Internet Traffic
This week we’re going to have a look at the internet. Here are two reasons why:
- 1. The not entirely superficial reason is that there are many great visualizations out there dealing with the internet, internet traffic, internet usage patterns, and so on. Many are interactive so you can play around with them yourselves.
- 2. The larger theoretical question about studying the internet and online behavior goes something like this: How much is people’s online behavior reflective of their offline behavior? Are people role-playing when they’re online, trying out personas they may not fully embrace offline (see Sherry Turkle)? Or is online behavior seamlessly integrated with offline behavior? We IM the people we’re about to have dinner with indicating that the people we talk to online are just about the exact same people we talk to offline? And if the relationship between online and offline behavior is somewhere between these two, how can we figure out just what is going on?
What Works
The graphic above is just a screen capture from Akamai’s site. In order to get the full impact, you have to click through and play around with it. Akamai has a slew of other visualizations you can play with that deal with network attacks, latency/network failure, retail data, news traffic, and so on.

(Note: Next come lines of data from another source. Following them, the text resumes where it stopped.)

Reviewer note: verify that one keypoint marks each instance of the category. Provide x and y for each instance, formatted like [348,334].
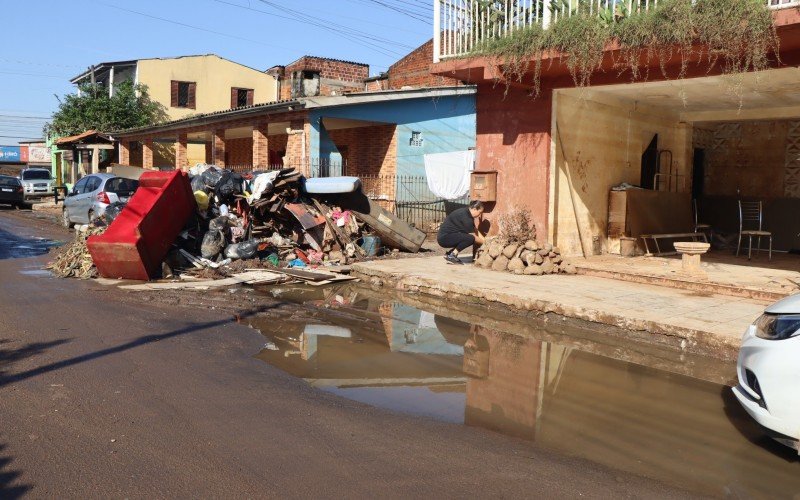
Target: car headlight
[777,326]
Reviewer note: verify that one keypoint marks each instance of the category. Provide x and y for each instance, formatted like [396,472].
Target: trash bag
[221,224]
[211,177]
[244,250]
[213,243]
[228,185]
[113,210]
[198,184]
[199,168]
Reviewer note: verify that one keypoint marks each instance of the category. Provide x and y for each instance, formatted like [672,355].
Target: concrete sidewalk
[703,322]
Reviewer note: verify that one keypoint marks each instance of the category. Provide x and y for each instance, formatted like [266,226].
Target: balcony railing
[460,25]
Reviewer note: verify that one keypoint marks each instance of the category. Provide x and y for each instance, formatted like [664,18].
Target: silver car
[37,183]
[92,194]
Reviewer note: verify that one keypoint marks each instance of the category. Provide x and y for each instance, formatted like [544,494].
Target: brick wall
[373,85]
[371,153]
[239,151]
[335,76]
[414,70]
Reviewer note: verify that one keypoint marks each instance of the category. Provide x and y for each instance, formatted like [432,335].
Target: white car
[769,371]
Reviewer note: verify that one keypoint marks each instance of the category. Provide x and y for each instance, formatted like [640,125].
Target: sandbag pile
[529,257]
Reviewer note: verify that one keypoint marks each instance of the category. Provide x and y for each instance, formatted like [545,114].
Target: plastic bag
[228,185]
[244,250]
[113,210]
[211,177]
[213,243]
[198,169]
[197,183]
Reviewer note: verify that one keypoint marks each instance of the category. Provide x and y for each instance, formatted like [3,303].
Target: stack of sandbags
[529,257]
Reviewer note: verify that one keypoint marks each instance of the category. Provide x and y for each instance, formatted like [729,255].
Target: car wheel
[65,219]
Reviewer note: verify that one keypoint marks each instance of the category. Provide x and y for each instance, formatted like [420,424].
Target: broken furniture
[670,236]
[752,213]
[690,256]
[136,243]
[653,216]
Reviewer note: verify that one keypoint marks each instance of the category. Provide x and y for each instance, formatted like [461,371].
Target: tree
[92,108]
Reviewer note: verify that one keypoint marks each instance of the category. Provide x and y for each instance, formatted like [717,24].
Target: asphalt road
[106,394]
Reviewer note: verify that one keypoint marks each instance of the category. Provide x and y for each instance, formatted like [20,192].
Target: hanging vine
[737,35]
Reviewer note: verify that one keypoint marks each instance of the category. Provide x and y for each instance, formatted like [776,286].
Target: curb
[686,339]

Just to be clear, Akamai is a private company providing web-optimization services. In their shareholders’ quick facts, they say they serve up 10-20% of global internet traffic. What does this mean? It’s easy to forget that the internet requires physical structures, but this is part of what Akamai does. They maintain “40,000 servers in 70 countries within nearly 950 networks” all over the world slurping up electricity and information at about equal rates. The reason they do this is because if you are, say, a blogger in New York and you store your files on a server just down the hall (which is unlikely, but play along), if someone in Singapore wants to read your blog, the request is going to have to come all the way from Singapore to the server down the hall from you in New York and then the files will have to be sent all the way back to Singapore. This takes time, there might be network congestion along the way and if you are serving your readers in Singapore something a bit more bandwidth intensive than text (say a little clip of a new car racing around a track or a high quality music download) the person in Singapore may just lose interest before they even get the whole file. Akamai gets around this in part by duplicating files and storing them on servers all over. So if your reader in Singapore wants to access your site and you’re an Akamai customer, they will end up pulling those files from a server much closer to them, maybe in Singapore, but at least somewhere much closer than New York. Akamai’s clients tend to be Fortune 500 companies with global client bases and companies that rely on being able to transfer heavy files reliably and quickly (like music and software downloads). They do more than just the physical infrastructure, they mobilize their resources to detect net attacks, congestion, and then to re-route and avoid those things. The bottom line for us is that they make some of their knowledge of the ‘net available in these visualizations like the one above.
What Needs Work
I would love to have more granularity and access to the actual numbers and the methodology. All these shiny interactive graphical toys run the risk of being too glossy, not data-transparent enough.
Not as Shiny, Quite Helpful
These two graphs give a quick overview of who is using the internet by geographical location. You’ll see that rates of traffic can be a bit misleading – not all continents have the same population. That’s why I included the rate of internet penetration within the continents. A low rate of penetration tells you a lot about how the digital divide which is a very real problem. More on that later this week when we will address the digital divide directly. For now, it’s enough just to notice the difference in looking at the flashy, glossy Akamai graphic and the simple bar graphs. I don’t know about you, but I quite enjoyed playing with the Akamai graphic and encourage interactivity. Still, the combination of these two bar graphs above gave me a clearer answer to the big question about who in the world has access to the internet in the first place.
Relevant Resources
The Berkman Center for Internet and Society at Harvard University School of Law.
Deibert, Ronald, Palfrey, John; Rohozinsky, Rafal; and Zittrain, Jonathan (2008) Access Denied: The Practice and Policy of Global Internet Filtering Cambridge, MIT Press.
Turkle, Sherry. (1984) The Second Self: Computers and the Human Spirit Cambridge, MIT Press.